人形が、動いたのか…?
だったら、何処に縫いぐるみが居るかわからず探し回っているのだと説明が付く。
仏間は一階、玄関を入って直ぐの部屋だから二階には用事なんてもうないはずなのだ。
しかし、それとは裏腹に昭彦はバタバタと忙しなくあっちへこっちへ走り回り、二階や一階も行き来していた。
どうしたんだ、と問いかけそうになって口を噤む。
物音を立ててはいけないし、本当に昭彦なら塩水を口に含んでいる所為で話したくても話せないだろう。
「俺の勝ちだ俺の勝ちだ俺の勝ちだっ!!!」
走り回る音が不自然に止まって、少ししてからそんな怒鳴りつけるような、逃げる叫び声のような声が、聞こえた。

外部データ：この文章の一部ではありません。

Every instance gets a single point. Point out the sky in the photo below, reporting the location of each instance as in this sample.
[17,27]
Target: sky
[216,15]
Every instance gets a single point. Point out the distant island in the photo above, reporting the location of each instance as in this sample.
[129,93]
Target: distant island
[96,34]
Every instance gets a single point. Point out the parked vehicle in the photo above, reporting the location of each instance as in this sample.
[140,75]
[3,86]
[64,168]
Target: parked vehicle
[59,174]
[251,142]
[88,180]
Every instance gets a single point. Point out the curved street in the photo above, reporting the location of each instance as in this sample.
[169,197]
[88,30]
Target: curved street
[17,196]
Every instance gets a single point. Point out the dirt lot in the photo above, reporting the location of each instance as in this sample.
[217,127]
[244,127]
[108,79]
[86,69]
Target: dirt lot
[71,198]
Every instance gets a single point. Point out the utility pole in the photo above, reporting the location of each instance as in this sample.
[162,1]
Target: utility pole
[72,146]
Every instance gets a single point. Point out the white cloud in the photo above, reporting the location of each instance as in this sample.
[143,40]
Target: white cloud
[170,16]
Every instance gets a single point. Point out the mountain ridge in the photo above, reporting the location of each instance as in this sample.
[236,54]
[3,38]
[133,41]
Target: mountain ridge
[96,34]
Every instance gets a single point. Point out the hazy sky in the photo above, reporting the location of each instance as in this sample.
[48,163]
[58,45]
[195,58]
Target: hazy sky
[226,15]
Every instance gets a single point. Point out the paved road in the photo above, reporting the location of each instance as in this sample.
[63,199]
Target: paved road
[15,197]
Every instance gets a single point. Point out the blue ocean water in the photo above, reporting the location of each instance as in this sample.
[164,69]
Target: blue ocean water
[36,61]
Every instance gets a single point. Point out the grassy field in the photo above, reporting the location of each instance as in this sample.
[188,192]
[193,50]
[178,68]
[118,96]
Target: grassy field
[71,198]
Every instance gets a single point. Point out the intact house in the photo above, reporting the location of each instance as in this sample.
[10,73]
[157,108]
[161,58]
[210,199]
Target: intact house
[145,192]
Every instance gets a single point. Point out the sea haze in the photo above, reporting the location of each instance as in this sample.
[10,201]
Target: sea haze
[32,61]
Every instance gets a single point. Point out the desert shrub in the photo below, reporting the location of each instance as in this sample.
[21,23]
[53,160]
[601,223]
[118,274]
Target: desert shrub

酷く興奮しているのか、三回勝利を叫んだ後も大きな声で叫び声を上げて、バタバタと暴れまわっている。
漸く昭彦が一抜けて、俺の隠れている倉庫の前を通り過ぎて、仏間へと向かっていった。
俺はそれに便乗しようと塩水を口に含むと塩水の入ったコップを片手にゆっくりとドアノブを捻って押した。